Willinger told Vance that the statute’s directive is clear: “If there’s no permit, seize the chimp. That’s what it says. … You must instinctively know, you must instinctively feel the DEP was negligent. They were wrong morally. They were wrong legally.”
Nash has a suit with a $50 million claim pending against Herold’s estate, and Barainca said Nash is right to proceed with that.
“She deserves both our sympathy and our admiration for her courage in handling it,” the assistant AG said.
But Barainca also said the state had no role in the attack. “The undisputed fact is the claimant was injured by Ms. Herold’s chimpanzee on Ms. Herold’s property,” she said.
And even had the DEP gone to court in an effort to seize Herold’s chimp, there is no guarantee a judge would have supported the department, Barainca said.
Were the state held liable for every tragic injury caused by a motor vehicle or boat operated out of compliance with state regulations, “we simply may not be able to afford many of the regulations we rely on for public order and public safety,” she said.
Barainca also argued that unless the legislature specifically waives the state’s sovereign immunity when it drafts a regulatory statute, then the government cannot be sued for failure to enforce those regulations, adding no such waiver exists in the provisions dealing with primates.
If the state is found negligent, its taxpayers could ultimately be responsible for tens of millions of dollars in damages, she said.
The attorney general’s office has filed a motion to dismiss Nash’s application to present her full case to the claims commission.
Vance, who heard oral arguments on that motion Friday, said he would accept further written arguments through Aug. 31, and would issue a ruling likely within a month after that.
If he rules in favor of Nash, that only guarantees her the right to move onto the next step and present her case for damages to the claims commission. If Vance rules she doesn’t have the right to sue the state, Nash can appeal to General Assembly to reconsider his decision.

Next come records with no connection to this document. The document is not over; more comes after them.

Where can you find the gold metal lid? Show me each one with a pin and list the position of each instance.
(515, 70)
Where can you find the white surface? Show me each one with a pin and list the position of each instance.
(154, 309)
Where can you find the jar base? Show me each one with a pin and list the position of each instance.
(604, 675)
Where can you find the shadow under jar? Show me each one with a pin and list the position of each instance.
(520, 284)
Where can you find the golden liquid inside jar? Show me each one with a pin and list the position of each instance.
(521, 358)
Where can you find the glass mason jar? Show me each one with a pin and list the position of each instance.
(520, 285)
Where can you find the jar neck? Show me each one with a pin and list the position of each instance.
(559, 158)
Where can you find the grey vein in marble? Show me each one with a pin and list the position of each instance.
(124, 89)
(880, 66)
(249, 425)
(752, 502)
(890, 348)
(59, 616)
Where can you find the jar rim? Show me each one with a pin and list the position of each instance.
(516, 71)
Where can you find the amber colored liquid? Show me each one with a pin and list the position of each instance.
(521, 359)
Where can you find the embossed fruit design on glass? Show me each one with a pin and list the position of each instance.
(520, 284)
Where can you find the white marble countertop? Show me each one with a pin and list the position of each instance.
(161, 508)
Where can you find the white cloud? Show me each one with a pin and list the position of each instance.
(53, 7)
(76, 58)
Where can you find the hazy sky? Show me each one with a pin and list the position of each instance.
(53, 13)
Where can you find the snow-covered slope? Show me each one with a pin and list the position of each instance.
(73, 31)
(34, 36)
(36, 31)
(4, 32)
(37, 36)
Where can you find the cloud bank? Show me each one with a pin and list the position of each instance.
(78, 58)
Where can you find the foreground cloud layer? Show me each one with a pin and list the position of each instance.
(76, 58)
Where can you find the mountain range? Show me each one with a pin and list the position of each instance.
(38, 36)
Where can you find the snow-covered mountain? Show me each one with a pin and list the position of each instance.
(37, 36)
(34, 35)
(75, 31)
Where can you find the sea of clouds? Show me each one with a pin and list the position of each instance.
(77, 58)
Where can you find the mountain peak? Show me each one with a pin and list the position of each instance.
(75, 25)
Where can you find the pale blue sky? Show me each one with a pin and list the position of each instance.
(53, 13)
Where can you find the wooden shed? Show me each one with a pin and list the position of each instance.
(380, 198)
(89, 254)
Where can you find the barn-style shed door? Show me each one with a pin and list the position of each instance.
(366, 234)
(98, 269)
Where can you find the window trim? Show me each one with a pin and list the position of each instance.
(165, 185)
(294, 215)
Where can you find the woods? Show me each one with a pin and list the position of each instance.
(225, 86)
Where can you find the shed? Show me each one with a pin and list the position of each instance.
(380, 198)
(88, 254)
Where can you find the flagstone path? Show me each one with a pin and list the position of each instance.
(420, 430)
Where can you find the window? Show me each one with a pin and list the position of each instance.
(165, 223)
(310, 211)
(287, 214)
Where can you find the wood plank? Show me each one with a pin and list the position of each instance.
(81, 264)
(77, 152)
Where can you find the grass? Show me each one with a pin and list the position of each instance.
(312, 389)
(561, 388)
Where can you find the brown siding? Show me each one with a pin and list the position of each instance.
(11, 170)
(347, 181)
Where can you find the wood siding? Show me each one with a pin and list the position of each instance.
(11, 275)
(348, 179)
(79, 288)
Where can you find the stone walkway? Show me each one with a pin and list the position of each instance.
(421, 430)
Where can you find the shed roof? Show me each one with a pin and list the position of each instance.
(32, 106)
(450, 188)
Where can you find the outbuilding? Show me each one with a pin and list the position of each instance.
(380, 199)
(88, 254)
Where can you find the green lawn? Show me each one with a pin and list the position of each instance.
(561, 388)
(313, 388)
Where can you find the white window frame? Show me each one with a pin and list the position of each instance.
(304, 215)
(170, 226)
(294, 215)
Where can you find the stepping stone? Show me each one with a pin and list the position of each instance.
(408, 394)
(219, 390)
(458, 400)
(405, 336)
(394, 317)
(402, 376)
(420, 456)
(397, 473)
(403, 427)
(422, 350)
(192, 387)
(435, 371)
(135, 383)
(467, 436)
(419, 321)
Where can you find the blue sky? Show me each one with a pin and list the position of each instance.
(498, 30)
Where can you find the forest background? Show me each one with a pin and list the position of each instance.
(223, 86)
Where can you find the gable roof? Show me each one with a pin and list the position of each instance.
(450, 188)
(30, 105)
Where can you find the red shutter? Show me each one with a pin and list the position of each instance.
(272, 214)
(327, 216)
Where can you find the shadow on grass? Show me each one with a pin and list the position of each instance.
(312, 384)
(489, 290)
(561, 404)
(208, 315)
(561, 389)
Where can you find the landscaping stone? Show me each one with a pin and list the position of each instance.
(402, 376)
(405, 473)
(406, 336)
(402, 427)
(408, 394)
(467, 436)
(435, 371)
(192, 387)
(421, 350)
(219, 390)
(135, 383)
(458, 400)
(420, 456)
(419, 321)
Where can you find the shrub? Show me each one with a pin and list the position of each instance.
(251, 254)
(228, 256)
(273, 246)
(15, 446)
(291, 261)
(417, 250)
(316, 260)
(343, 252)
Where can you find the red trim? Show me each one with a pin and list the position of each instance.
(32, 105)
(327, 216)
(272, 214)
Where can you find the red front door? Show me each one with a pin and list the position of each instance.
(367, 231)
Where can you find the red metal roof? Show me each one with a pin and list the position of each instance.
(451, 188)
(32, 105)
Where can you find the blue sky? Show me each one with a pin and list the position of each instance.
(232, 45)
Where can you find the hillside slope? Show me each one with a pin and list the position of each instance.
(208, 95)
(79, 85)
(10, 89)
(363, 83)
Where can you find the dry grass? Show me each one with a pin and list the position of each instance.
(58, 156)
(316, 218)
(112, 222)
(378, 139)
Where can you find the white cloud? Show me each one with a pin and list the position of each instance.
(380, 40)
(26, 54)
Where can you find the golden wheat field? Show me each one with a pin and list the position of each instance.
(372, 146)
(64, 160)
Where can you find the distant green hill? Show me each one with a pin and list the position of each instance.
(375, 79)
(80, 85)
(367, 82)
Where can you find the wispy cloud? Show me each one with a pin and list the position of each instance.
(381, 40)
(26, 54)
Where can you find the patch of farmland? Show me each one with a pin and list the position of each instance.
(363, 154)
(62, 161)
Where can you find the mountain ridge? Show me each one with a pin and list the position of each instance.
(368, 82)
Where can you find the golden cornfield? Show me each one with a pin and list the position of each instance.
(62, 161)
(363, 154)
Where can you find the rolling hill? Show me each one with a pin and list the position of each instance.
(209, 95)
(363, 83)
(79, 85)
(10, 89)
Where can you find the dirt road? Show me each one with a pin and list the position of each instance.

Nash, 57, who attended Friday’s hearing but did not speak during it, told reporters afterward that “I hope and pray that the commissioner will give me my day in court, and I also pray and hope this will never happen to anyone else again. This is not nice.”
She added she was disappointed in how the attorney general’s office presented it case. “I just feel they didn’t cover the points my attorney had stated.”
Willinger said Though Nash’s health has improved somewhat, Willinger said, she is on 17 different medications and needs further surgeries and physical therapy. “There are tremendously significant bills and … the bills are mounting,” he said.
Nash, who spoke with considerable effort, now lives in a nursing home in Boston. “I miss home,” she said. “When you’re in a facility, you’re alone. It’s hard, but I’m thankful I’m still here.”